The Knockdown Center

Surrounded by the fog-filled techno dominated dance floors currently ubiquitous across Brooklyn and Queens, you can’t help but forget New York City is and has always been a disco town.

This is the home of David Mancuso’s Loft, the Paradise Garage, “Love Is The Message,” and Body and Soul after all. Hell, even Brooklyn rave and hardcore pioneers Frankie Bones and Lenny Dee were sampling tracks like Love Committee’s  “Just As Long As I Got You” for their early “Warehouse Rave Remix(s).” Despite this city’s role in creating disco and inspiring, incubating, and exploding house, the current club landscape wants techno, hard and banging as can be, and they’re willing to pay for it.

So there’s something both exciting and subtly confusing about La Luna; a fourteen-hour long house and disco day festival produced by local nightlife minded creative agency MATTE Projects. Best known for their ambitious budgets, dramatic theming and attractive audience of working professionals, MATTE presumably envisioned La Luna as a sunnier companion to the agency’s annual overground techno party BLACK (Not to be confused with New York’s forty-year running gay circuit the Black Party). Originally called Full Moon festival, the festival’s first two years featured lineups that mixed acts like Vic Mensa and Whitney with Larry Heard and James Murphy. This year’s edition has doubled down on the dance floor with a hearty mix of boogie friendly DJs and live acts.

Anchored by an ambitiously sized disco ball, the outdoor Solaar stage’s smart curation could’ve easily doubled for the main stage with local hero and Love Injection founder Barbie Bertisch kicking things off. Beats In Space star Powder and sleaze impresario DJ Harvey followed after, delivering compact sets for the selectors typically known for their extended sets.

On the main stage, Moodymann played records like he was in his living room. Opening with Jai Paul’s modern classic “BTSTU,” there’s a subtle stand-off-ish quality to the gently crooned “don’t fuck with me.” Masked in black fishnet, the infamous producer/DJ casually let off everything from Detroit mixtape rap to a hilariously forced sing-a-long to Fatima Yamaha’s “What’s a Girl To Do” to an at times perplexed crowd.
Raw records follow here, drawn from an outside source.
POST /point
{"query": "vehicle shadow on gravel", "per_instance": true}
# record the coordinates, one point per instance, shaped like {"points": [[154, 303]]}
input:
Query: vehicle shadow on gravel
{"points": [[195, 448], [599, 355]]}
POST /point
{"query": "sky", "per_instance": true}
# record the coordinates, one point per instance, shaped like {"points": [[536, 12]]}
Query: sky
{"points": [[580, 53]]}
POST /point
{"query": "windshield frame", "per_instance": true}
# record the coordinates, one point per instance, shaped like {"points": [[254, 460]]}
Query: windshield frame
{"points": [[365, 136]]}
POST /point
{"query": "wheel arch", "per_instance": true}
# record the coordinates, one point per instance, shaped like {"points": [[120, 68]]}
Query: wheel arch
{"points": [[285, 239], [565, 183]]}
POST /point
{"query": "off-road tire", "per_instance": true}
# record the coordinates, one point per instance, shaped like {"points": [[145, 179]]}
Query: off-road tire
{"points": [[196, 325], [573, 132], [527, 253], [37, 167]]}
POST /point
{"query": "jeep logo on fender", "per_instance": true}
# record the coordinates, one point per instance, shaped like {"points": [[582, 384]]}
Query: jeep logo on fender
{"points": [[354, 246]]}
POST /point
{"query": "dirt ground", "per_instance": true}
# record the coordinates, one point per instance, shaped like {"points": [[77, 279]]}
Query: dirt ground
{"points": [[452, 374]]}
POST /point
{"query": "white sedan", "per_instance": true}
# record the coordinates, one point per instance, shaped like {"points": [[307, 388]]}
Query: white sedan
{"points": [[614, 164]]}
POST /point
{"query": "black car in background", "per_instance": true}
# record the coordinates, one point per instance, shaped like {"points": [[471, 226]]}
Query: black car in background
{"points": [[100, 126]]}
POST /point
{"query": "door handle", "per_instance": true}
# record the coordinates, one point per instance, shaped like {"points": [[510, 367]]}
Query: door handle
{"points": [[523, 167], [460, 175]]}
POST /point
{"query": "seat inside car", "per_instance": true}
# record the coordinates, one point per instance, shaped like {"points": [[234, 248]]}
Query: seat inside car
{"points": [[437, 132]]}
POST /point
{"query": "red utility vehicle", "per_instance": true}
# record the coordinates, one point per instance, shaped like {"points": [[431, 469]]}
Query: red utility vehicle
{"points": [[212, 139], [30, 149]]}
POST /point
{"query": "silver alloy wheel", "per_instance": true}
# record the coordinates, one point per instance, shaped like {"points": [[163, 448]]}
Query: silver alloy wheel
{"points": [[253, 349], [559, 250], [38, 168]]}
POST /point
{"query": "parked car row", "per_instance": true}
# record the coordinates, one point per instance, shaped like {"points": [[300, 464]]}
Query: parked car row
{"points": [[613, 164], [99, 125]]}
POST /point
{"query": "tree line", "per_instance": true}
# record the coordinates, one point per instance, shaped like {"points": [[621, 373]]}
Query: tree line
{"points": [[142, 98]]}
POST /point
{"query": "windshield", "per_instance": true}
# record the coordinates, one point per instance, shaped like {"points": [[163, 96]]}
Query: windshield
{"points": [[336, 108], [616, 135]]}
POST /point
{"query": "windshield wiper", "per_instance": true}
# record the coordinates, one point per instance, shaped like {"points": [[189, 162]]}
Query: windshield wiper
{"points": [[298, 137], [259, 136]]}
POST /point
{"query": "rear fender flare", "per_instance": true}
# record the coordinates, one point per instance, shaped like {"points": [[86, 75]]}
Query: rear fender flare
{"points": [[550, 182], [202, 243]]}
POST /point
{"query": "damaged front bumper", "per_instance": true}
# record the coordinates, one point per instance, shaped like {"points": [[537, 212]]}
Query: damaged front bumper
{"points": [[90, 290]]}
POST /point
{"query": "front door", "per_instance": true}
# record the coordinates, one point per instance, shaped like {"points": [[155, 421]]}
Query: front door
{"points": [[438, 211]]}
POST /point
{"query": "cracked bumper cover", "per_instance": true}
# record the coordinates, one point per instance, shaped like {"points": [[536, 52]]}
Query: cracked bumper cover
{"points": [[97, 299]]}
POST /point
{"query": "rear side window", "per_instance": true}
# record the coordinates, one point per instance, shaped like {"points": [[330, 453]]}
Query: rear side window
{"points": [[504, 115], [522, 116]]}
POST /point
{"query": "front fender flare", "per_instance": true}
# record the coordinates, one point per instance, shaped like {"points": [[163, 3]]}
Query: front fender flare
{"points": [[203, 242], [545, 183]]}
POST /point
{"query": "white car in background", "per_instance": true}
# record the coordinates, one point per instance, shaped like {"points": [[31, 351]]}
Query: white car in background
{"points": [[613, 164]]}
Moodymann’s sets make time for laughter, joy, and challenge in a wholly unique fashion.

With the evening’s headliner The Black Madonna unexpectedly tied up in airport customs hell, consummate professional DJ Tennis brought this boutique festival to a close with an extended set. A return to the city’s roots at a time when its club scene is fixated firmly on the future.